DER Touristik, podobnie jak jego konkurenci, stawia na jeszcze większą indywidualizację oferty. Zimą klienci będą mogli zarezerwować wycieczki objazdowe jako programy prywatne. Zamiast podróżować autokarem z grupą innych turystów, pojadą tą samą trasą z kierowcą lub samodzielnie poprowadzą wynajęty samochód. Ta ostatnia opcja dostępna jest w miejscach, w których pozwala na to infrastruktura.
Kolejna nowość to hotele – w ofercie Dertouru, jednego z touroperatorów należących do DER Touristik, pojawi się siedem tysięcy dodatkowych obiektów. Dzięki podłączeniu kolejnych banków miejsc noclegowych oferta wspomnianego organizatora, ale także innych marek – ITS, Jahn Reisen, Meiers Weltreisen i ADAC Reisen – wzrośnie o 20 procent. DER Touristik konsekwentnie rozbudowuje też własną sieć hoteli Cooee, których w sumie będzie już 38. Na sezon zimowy otworzy trzy kolejne – na Fuerteventurze, w Dominikanie i na niemieckiej wyspie Rugia.
Czytaj też: „DER Touristik zwalnia ludzi. Bo sezon był słaby”.

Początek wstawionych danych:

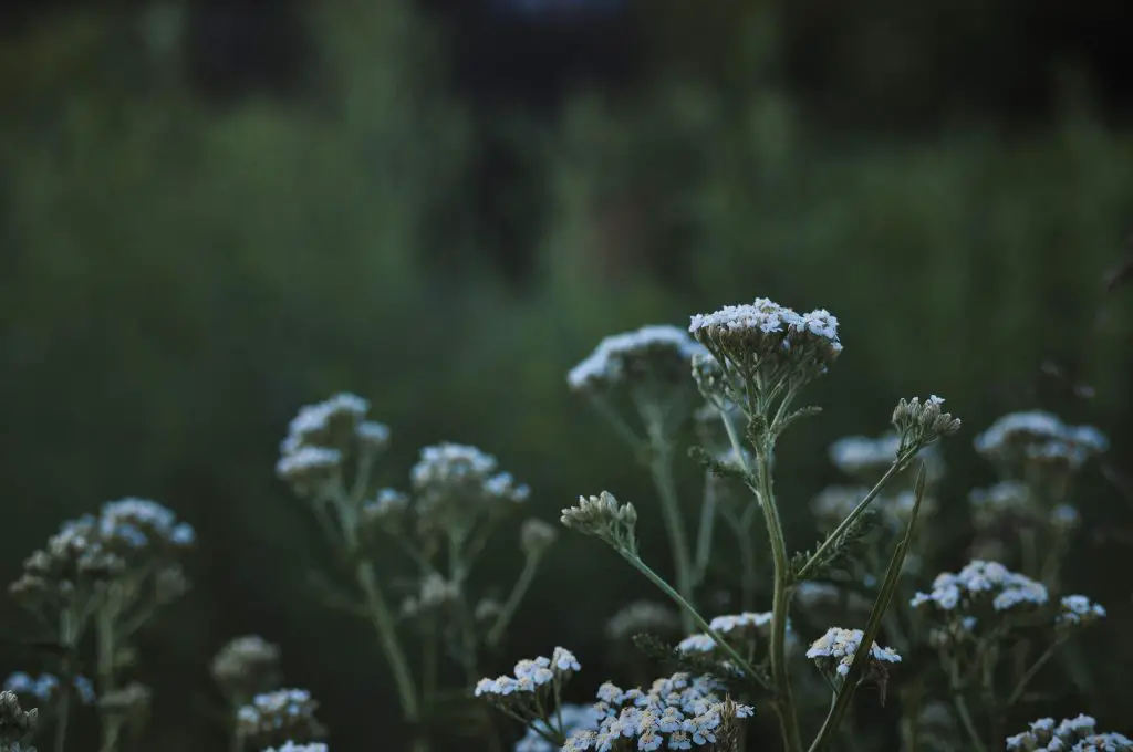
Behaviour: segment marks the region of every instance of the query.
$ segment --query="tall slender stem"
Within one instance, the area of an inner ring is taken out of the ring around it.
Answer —
[[[743,675],[746,677],[753,678],[755,681],[763,684],[763,677],[751,666],[751,664],[743,656],[736,652],[735,648],[730,646],[727,641],[724,640],[724,638],[719,634],[719,632],[712,629],[708,622],[705,621],[704,616],[697,613],[697,609],[692,607],[692,604],[685,600],[681,596],[681,593],[679,593],[673,588],[673,586],[665,582],[664,578],[654,572],[649,567],[649,565],[642,562],[641,557],[634,554],[633,552],[629,550],[623,546],[615,545],[614,548],[619,554],[621,554],[622,558],[624,558],[627,562],[633,565],[633,569],[644,574],[650,582],[657,586],[657,588],[661,589],[662,592],[668,596],[673,600],[673,603],[680,606],[683,613],[689,614],[689,616],[692,617],[692,621],[696,623],[696,625],[699,626],[701,630],[704,630],[707,634],[709,634],[713,640],[715,640],[716,644],[719,646],[721,650],[727,653],[727,657],[735,663],[735,665],[743,672]]]
[[[786,666],[786,622],[791,607],[791,570],[786,554],[786,539],[783,524],[780,521],[778,506],[775,504],[772,488],[772,448],[769,445],[757,447],[757,475],[759,476],[759,496],[763,502],[764,519],[767,522],[767,537],[770,540],[772,561],[775,565],[775,593],[772,599],[772,680],[775,683],[775,708],[780,717],[780,730],[787,752],[801,752],[802,736],[799,733],[799,718],[791,694],[791,677]]]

Firma zwiększa też liczbę połączeń lotniczych, dzięki czemu pojawi się więcej możliwości wydłużenia lub skrócenia tradycyjnych pakietów siedmio- i czternastodniowych. Nie zabraknie dodatkowych przelotów do Egiptu i bezpośrednich do Kostaryki oraz Barbadosu, firma powiększa też ofertę w Dominikanie, Kenii i Zjednoczonych Emiratach Arabskich.
W sezonie zima 2019/20 koncern jeszcze mocniej skupi się na wycieczkach luksusowych – propozycje od Dertour Deluxe będą dostępne już nie tylko przez internet, ale również w biurach agencyjnych. W tym segmencie największą popularnością cieszą się Dubaj, Malediwy, Mauritius, Tajlandia i rejsy wycieczkowe. W sprzedaży pojawią się oferty od kolejnych armatorów, w tym od Seabourn, który ma nowy statek ekspedycyjny, ale też od Silversea Cruises, Ponanta i Sea Dream Yacht Club. W kategorii wyjazdów do miast dla najbardziej wymagających znajdzie się Izrael.